Polvo somos

Dobles espaciados de campanas tiemblan en el aire y caen como copos negros por todos los rincones del pueblo. Un año más nos recuerdan el destino que nos espera, al que llegaron aquellos que nos precedieron y que en estos días honramos.
Pasa el alcabalero con el listado de bajas y con los recibos del tributo que pagan los vivos por los muertos. La moneda es la pena.  No admite devoluciones, solo su entrega a cambio de un poco de consuelo y la esperanza que señala al cielo. Pero nadie ha vuelto. Ni siquiera los nigromantes, arúspices y videntes saben de sus paraderos.  Los que tienen fe los ubican en paraísos que no están registrados fehacientemente por notarios ni escribanos. Hasta los papas dicen que no es lugar, sino estado.

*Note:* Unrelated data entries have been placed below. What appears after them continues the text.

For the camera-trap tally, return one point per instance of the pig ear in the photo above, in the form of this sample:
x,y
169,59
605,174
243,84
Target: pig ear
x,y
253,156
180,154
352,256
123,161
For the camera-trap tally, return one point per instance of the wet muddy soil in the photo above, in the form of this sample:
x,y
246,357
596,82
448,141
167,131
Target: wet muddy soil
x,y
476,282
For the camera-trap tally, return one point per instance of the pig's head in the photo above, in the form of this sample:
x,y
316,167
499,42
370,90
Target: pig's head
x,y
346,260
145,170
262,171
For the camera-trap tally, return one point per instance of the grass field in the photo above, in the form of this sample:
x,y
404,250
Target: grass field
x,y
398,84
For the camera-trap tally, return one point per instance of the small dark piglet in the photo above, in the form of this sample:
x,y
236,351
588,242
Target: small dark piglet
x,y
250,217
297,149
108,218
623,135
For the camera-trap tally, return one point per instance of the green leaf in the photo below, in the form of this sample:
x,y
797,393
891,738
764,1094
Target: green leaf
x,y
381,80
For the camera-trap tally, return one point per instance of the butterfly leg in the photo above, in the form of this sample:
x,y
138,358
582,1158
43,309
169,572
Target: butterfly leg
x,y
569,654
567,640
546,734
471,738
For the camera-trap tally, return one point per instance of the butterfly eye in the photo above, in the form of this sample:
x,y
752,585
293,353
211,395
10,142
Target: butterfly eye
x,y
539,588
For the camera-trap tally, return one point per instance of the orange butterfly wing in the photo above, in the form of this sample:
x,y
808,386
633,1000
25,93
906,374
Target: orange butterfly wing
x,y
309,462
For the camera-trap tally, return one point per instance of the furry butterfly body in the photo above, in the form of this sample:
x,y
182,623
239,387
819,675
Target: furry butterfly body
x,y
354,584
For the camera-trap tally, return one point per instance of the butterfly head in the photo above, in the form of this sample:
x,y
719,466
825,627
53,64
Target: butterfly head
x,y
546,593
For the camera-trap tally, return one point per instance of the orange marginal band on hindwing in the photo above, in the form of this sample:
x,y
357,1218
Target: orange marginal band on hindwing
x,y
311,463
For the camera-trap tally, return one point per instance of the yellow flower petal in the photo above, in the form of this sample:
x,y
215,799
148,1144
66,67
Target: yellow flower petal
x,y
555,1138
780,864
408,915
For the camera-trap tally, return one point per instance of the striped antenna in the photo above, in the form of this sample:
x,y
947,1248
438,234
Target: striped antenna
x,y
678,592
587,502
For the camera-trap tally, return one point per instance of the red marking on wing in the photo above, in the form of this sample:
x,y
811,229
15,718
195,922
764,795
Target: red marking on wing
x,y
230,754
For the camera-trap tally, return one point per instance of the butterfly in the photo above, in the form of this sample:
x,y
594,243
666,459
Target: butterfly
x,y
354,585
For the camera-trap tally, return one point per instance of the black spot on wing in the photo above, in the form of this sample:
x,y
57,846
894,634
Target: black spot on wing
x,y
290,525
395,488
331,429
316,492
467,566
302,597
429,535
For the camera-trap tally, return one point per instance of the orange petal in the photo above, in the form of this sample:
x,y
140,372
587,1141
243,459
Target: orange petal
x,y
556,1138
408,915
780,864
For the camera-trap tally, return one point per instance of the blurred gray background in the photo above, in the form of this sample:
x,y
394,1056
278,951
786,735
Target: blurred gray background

Los que murieron permanecen en el corazón de los que quedan mientras vivan. Pero el tiempo los va alejando de los venideros hasta que se pierde su recuerdo en la neblina del pasado. Después nadie se acordará de quiénes fueron. El escritor mejicano José Emilio Pacheco lo expresa en estos versos: “Es verdad que los muertos tampoco duran. Ni siquiera la muerte permanece. Todo vuelve a ser polvo. Pero la cueva preservó su entierro. Aquí están alineados, cada uno con su ofrenda, los huesos, dueños de una historia secreta”.
Sus costumbres, los lugares que frecuentaban y las cosas que usaron dejan un reguero de evocaciones. A tal hora llegaba, a tal hora se iba, ese era su asiento…  Del abuelo, quedó en el perchero el bastón y el sombrero. En el chinero, con sus puertas de cristal labrado, el vaso en que tomaba el vino, casi a hurtadillas por las regañinas de la abuela. En la mesilla sus gafas con los brazos cruzados para siempre tras las últimas lecturas.  De la abuela permanecen en el tocador alguna horquilla, su peineta, la caja para dar color a sus pómulos cuando el último toque de campanas llamaba a la misa del domingo. El brasero recogido en la cisquera que cada mañana de invierno recebaba. La vida está ahí, contenida y condensada en esos instantes que la memoria evoca. Es difícil dominar la emoción cuando la mirada va, como dócil perro a la querencia, a los sitios por donde anduvieron sus pisadas. 
El maullido del gato tras la puerta de corral sonaba a llamada lastimosa a quien siempre le abría para echarle de comer. Un llanto que los humanos a veces no entendemos.
Cuando yo subía de niño al cementerio no conocía a casi nadie de los que allí estaban enterrados. Mi padre me señalaba los nichos de mis abuelos y algunos otros cercanos.
Hoy tengo allí familiares, amigos y conocidos con los que compartí muchos momentos de mi vida. El pueblo se va vaciando cada año y el cementerio tiene calles nuevas para los que inexorablemente les llega la hora del traslado.